The value of data assets in a US M&A deal: three key questions to ask
March 2014 | PROFESSIONAL INSIGHT | MERGERS & ACQUISITIONS
Financier Worldwide Magazine
Data is a valuable asset in the information economy. Companies have only recently begun to unlock that value to capitalise on some of the biggest opportunities in the marketplace today, including cloud computing, big data and analytics, social networking, globalisation and ecommerce. However, the big value of data carries equally big risks: regulators are aggressive; hackers are becoming more sophisticated; and data breach costs can be staggering.
Companies are increasingly focused on data in their corporate acquisitions, particularly in the United States. Sellers often tout the value of untapped data in their possession and interested buyers may develop a business plan for that data post-closing. Numerous data issues arise in an acquisition, but three questions can strike at the core of the deal: What laws may restrict the transfer or anticipated use of the data post-closing? What contractual restrictions may be imposed by the sources of the data? Has the seller incurred material liabilities associated with the data?
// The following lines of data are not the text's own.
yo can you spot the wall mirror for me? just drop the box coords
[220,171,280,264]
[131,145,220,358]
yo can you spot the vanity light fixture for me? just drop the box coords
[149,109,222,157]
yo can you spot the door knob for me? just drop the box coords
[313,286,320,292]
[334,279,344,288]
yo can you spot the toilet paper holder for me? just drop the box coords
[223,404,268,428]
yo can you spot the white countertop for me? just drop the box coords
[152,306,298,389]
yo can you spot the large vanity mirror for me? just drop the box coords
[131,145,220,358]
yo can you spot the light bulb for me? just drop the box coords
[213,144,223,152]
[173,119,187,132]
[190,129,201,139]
Answers to these questions affect deal valuation, the scope of due diligence, the transaction documents and post-closing planning.
US data privacy and security regulation
Unlike many other nations, the United States does not have a single data protection law. Instead, US federal and state governments have adopted numerous laws, each of which typically applies to different types of personal information. The restrictions imposed by those laws vary widely and, in the end, a single US data set may be subject to heavy regulation, no regulation or something in between. Health information, for example, is generally subject to stringent and detailed US federal and state regulations, while other consumer information may be subject to less onerous consumer protection laws, which generally require use and disclosure of personal data in accordance with promises made at the time of collection. These laws may even create complications for the legal transfer of data from seller to buyer at closing.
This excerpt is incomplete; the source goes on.